Matteo cursed under his breath. “Get her out,” he ordered.

But Luca was faster. He crossed the space to me in three long strides and stopped just short of touching me.

“I won’t hurt you,” he said quietly. “I think I’m the only one here who hasn’t.”

My fingers trembled at my sides. “Why were you watching me?”

He didn’t flinch. “Because you’re not just a priest’s daughter, Aria. You’re mine.”

The world tilted.

“What—” I staggered back. “What are you talking about?”

Matteo grabbed my arm. “Don’t listen to him. He’s a liar. A criminal. A threat to your soul.”

But Luca didn’t move. “She has a right to know.”

“She has a right to nothing that could damn her,” Matteo hissed.

“I think you’re just scared she’ll find out you did the damning.”

I tore my arm free from Matteo’s grip, my breath coming too fast. “Someone tell me the truth!”

Silence fell like ash after a fire.

Finally, Matteo looked at me—really looked at me—with something almost mournful in his eyes. “I did what I had to do. For your safety. For your salvation.”

I stepped back from both of them. “You’ve both lied to me.”

“No,” Luca said, stepping forward. “I never lied. I just never had the chance to tell you. I didn’t even know you existed until a year ago. And when I found out… I couldn’t stay away.”

My heart beat against my ribs, too loud, too wild. “Are you saying…?”

He nodded.

“I’m your brother.”

The words landed like a bullet in my chest.

Brother.

The letter hadn’t said that.

“You’re lying,” I said, but my voice cracked.

“I’m not,” Luca replied. “Our father was Alessandro De Rossi. He had a daughter with your mother. She ran from him, from life, and came here. To him.” He glared at Matteo.

“You were supposed to be safe.”

Sister Bianca gasped.

Matteo shook his head. “She was never safe—not from people like you.”

But I didn’t hear them.

My world narrowed, shrank, collapsed.

Luca. A brother?

No. It didn’t make sense. It couldn’t.

My knees buckled and I sank into a pew.

“I… I need to be alone.”

Luca’s gaze softened. “I’ll wait outside.”

“I said alone.”

He nodded, then turned and walked out the cathedral doors, the heavy oak closing behind him with finality.

Matteo approached me, his tone softer now. “You don’t have to believe him.”

“But I do,” I whispered. “And I believe the letter, too.”

He stiffened.

I looked up at him. “You knew who my father was. You knew everything. And you chose to raise me in silence.”
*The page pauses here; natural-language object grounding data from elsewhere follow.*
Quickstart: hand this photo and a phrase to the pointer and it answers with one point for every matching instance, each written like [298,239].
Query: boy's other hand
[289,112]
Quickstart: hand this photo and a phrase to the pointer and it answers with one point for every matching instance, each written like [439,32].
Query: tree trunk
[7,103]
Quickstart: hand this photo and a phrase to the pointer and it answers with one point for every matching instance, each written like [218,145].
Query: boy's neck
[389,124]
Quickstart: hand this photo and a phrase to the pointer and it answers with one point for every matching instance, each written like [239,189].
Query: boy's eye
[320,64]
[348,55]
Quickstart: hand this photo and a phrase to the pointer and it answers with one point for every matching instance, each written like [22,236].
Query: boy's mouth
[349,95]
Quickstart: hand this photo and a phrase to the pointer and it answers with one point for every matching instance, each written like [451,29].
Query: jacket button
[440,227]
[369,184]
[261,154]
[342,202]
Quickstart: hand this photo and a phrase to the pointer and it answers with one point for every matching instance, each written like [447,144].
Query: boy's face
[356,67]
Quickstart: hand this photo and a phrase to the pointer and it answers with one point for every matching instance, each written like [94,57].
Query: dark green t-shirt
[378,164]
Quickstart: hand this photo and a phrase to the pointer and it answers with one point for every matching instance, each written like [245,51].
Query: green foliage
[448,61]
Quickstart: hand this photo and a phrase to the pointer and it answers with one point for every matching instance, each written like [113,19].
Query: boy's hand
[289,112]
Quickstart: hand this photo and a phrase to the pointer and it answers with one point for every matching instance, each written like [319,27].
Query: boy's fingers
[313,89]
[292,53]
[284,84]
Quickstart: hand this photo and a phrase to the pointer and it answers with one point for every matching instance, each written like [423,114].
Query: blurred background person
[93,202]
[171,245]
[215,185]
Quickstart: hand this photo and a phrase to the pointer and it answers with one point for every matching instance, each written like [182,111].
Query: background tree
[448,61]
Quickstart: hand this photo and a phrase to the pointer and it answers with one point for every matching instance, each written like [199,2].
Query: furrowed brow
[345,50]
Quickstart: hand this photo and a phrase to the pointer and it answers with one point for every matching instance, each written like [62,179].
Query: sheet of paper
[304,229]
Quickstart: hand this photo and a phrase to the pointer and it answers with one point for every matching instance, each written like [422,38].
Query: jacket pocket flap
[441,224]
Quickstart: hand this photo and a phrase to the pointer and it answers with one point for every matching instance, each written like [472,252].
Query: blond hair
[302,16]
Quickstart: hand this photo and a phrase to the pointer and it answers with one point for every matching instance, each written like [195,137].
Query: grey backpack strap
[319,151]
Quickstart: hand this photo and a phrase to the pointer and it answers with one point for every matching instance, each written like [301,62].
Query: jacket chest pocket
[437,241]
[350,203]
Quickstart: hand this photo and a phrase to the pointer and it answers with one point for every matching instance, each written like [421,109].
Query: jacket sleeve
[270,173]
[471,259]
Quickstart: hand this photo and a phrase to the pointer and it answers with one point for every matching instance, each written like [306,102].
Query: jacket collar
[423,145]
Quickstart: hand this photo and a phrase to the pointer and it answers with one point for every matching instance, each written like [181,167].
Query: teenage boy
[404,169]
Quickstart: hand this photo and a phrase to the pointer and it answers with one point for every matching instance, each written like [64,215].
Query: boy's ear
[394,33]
His eyes burned with something unholy. “Silence is safer than chaos.”

“Not anymore.”

I stood, my limbs shaking but resolute.

“I’m going to find out the truth. With or without your blessing.”

He said nothing.

I walked out.

Outside the cathedral…

Luca was leaning against the hood of a sleek black car, smoking a cigarette like he hadn’t just shattered the foundation of my life.

When he saw me, he stubbed it out. “You okay?”

“No.”

A beat of silence passed.

“Good,” he said. “That means you’re still sane.”

I stared at him, truly stared.

Who was he?

And more importantly… Who was I?

Just as I turned to go, a dark SUV pulled up across the street.

The back window rolled down.

Inside sat a woman in a black veil, her face hidden in shadows.

She pointed straight at me.

Luca cursed under his breath. “Get in the car. Now.”

“Who is that?”

“Your mother’s past,” he said grimly. “And maybe… your future.”

I didn’t hesitate.

I got in.

And the veil between what I thought I knew and what truly was—ripped wide open.